Through our vocational courses within community settings and the ecological stewardship of our 120 acre campus, BMC aims to be a model of innovative lifelong learning, a catalyst for a local circular economy and a pioneer of agro-ecological practice. 

 

What does diversity and equity mean to us?

Biodiversity in nature is a feature of resilient ecosystems and the same is true of human systems.

We want to play our part in creating fair and equal societies that promote life, not the destruction of the planet; what some people have called an ecological civilisation or ‘being ecological’.

Being ecological means living within safe planetary limits and seeing humans as a part of nature, not separate from it. This might sound like a simple ambition but the scale of the transformation required to achieve this seemingly obvious goal is enormous.

It requires us to think through the history of over-exploitation and domination that have brought us to this point and re-think our relationships with each other and with the earth on which we depend. Understanding the histories of capitalism, colonialism and the way ideologies of race, class, gender and difference have been constructed and used in the past to feed a system that exploits both nature and humans helps us as we try and counter historical injustice and dismantle barriers.

This is an ongoing process which informs both the establishment of BMC and all our practice and programmes.

In Admissions

We have designed and will continue to refine our admissions process for further and higher education so that it is as open as possible, that welcomes expression and ambition in a range of formats, involves students and peers and focuses on potential and passion not just on past achievements.

In curriculum design

Our vocational NVQ programme includes a core programme that links questions of equity and  diversity with neuro-diversity and different ways of learning and knowing as well as broader concepts of environmental and economic justice. We are developing the BMC degree explicitly to offer an alternative to inherited hierarchies of knowledge through problem based learning, indigenous wisdom, practical hands on skills alongside theory and inclusive collaborative exploration.

In our recruitment

We will always strive to communicate and promote our vacancies in ways that are open and available to all. Diversity is a feature of resilience and adaptability. We are actively seeking to broaden perspectives within the team, amongst our volunteers and on our board. 

Please talk to us if you have suggestions for things we could be doing differently or networks you think we should be aware of.

Outreach

We know that rural Wales is unfamiliar territory to  many potential students or staff even to the extent that British National Parks have been called ‘hostile’ to minority groups. And yet access to nature is critical in providing the context for the kinds of experiences and lessons necessary to build an ecological future.

We are offering our 120 acre campus as a venue for retreats, camps and day trips for groups from urban areas to hold events, please get in touch if you would like to discuss further. 
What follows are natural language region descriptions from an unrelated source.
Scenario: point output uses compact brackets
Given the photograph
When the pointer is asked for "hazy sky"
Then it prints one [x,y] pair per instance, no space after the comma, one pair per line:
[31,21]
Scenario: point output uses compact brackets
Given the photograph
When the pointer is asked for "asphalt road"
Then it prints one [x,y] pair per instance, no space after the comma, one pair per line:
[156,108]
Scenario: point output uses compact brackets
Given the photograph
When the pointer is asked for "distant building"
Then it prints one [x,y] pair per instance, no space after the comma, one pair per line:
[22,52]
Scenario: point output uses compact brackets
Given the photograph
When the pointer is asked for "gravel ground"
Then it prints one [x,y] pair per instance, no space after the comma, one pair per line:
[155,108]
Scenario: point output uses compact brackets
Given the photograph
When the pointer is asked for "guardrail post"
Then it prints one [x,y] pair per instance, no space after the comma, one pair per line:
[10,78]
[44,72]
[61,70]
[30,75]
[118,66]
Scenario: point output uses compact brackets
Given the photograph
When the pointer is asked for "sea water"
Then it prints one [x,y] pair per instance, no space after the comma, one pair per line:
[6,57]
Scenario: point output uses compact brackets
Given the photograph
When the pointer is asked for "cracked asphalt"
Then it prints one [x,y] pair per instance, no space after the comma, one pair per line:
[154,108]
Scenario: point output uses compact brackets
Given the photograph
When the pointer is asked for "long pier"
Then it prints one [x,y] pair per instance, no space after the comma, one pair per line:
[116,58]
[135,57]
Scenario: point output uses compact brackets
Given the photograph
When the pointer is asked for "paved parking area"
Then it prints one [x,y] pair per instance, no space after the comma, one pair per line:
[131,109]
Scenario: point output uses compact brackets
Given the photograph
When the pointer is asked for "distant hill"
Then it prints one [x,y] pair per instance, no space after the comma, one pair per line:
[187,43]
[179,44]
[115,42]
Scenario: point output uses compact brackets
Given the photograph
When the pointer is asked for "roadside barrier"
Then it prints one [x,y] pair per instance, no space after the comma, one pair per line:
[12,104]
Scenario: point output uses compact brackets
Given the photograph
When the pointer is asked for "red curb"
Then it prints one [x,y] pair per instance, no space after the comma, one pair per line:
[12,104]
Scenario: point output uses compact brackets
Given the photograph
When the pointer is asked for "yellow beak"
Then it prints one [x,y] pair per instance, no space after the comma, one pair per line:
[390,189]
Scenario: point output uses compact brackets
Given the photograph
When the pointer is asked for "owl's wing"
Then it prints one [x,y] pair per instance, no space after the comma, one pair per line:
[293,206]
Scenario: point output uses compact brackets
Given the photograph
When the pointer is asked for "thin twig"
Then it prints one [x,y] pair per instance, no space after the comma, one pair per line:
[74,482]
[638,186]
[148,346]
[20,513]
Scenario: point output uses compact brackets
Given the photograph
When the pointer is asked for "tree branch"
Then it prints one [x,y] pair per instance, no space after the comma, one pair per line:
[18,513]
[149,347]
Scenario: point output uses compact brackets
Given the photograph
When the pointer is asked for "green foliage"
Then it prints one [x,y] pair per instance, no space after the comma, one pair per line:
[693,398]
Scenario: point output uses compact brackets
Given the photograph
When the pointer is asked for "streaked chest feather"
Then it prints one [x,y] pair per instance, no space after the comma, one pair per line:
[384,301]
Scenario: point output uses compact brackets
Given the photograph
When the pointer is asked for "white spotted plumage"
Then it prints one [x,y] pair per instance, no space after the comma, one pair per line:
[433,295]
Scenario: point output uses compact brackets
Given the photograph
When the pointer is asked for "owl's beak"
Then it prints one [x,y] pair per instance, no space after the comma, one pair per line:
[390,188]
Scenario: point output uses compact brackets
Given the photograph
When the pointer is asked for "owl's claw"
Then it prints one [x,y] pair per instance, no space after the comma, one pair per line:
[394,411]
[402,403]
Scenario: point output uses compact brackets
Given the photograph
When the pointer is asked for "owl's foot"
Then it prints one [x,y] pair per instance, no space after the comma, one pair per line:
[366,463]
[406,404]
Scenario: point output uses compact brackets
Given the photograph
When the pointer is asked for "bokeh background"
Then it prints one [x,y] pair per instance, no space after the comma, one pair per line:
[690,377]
We hope this will contribute to making the countryside welcoming for all and spark engagement with the natural world and the healing work that needs to be done.

What success looks like

Reversing cycles of destructive practice is a multi-generational struggle in which BMC commits to play its part. 

We have targets of gender parity and a mix of identities and backgrounds within our staff and boards which we hope will in time strengthen the democracy, diversity and resilience of the organisation. In our FE and HE recruitment we are aiming at local and urban outreach as well as maximising our participation in international networks such as the Open Societies University Network to build cohorts and classes of students with a wealth of perspectives and experiences.

We hope that in the years to come, our campus will be a thriving venue for connecting people of all ages with nature and a site of learning not only for the skills necessary for a circular, regenerative economy but new ways of seeing, living and thinking of ourselves that encourage both nature and humans to thrive.